August 23, 2011

Prime Minister David Cameron

Prime Minister David Cameron

In a widely anathematized BBC intervention, historian David Starkey said Enoch Powell had been correct in 1968 to warn of large-scale civil unrest caused by immigration. But Starkey noted that something other racial violence had occurred:

The whites have become black.…A particular sort of violent, destructive, nihilistic, gangster culture has become the fashion…[which is] why so many of us have this sense literally of a foreign country.

Rather than all blacks assimilating upward to the habits of Kingston, Surrey, as multiculturalists pleasantly assumed they would, many working-class whites have instead assimilated downward to the habits of Kingston, Jamaica. 

Starkey’s comments elicited frustration from Dreda Say Mitchell:

Are the debates about “race” and criminality that were supposed to have been fought and won decades ago going to have to be rehashed?

Who “supposed” all this? And when were those “debates”?

Both she and her bête blanc Prof. Starkey may be too quick to write off the possibility of interracial conflict. While on the one hand black solidarity extended to a temporary gang truce, anti-black outbreaks were planned by Asians seeking retaliation for the three shopkeepers’ deaths—mercifully averted thanks to the murdered men’s families. 

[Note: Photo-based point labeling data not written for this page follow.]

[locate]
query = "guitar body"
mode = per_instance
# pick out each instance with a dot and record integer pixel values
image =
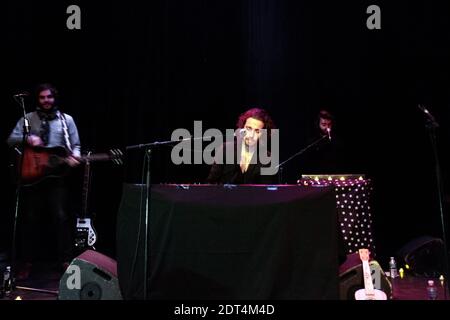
(86, 235)
(40, 163)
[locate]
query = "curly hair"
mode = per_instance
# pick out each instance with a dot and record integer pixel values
(45, 86)
(258, 114)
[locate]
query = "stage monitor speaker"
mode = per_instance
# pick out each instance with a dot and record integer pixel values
(90, 276)
(424, 255)
(351, 280)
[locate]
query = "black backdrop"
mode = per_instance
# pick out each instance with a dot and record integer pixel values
(135, 71)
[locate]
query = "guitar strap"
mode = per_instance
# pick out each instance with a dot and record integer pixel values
(62, 117)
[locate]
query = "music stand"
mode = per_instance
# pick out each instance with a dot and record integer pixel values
(280, 166)
(432, 125)
(148, 154)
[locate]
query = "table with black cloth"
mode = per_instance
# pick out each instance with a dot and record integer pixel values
(229, 242)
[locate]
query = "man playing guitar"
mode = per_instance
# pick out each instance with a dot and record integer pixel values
(45, 201)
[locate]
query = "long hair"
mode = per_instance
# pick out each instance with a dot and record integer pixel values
(258, 114)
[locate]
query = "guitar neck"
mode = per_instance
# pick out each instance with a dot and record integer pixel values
(368, 284)
(86, 184)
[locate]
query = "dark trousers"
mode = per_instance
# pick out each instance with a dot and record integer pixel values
(44, 207)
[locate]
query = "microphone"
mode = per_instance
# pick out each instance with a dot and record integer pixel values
(329, 133)
(429, 115)
(22, 94)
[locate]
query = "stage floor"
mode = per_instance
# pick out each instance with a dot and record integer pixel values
(46, 277)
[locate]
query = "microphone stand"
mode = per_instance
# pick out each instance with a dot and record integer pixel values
(26, 131)
(432, 125)
(148, 153)
(314, 143)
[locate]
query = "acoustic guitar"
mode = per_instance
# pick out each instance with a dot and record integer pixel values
(40, 163)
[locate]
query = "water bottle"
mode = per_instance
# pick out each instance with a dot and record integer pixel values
(431, 290)
(7, 281)
(393, 268)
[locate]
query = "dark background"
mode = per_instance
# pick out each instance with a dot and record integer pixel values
(135, 72)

Working-class whites (nastily nicknamed “chavs”) fared badly in all accounts. Those who weren’t accused of being bleached-out gangstas or brainless burglars were accused of white racism after some banded together to patrol Enfield and Eltham. While the actions of Asians defending their property were held up as examples of communal can-do, identical actions by these men were “vigilantism,” and the police broke them up. As Spiked’s Brendan O’Neill observed:

The riots have confirmed, once more, the gaping chasm between Britain’s elites and its white working-class natives. In the eyes of our betters and rulers, these whites are the true aliens.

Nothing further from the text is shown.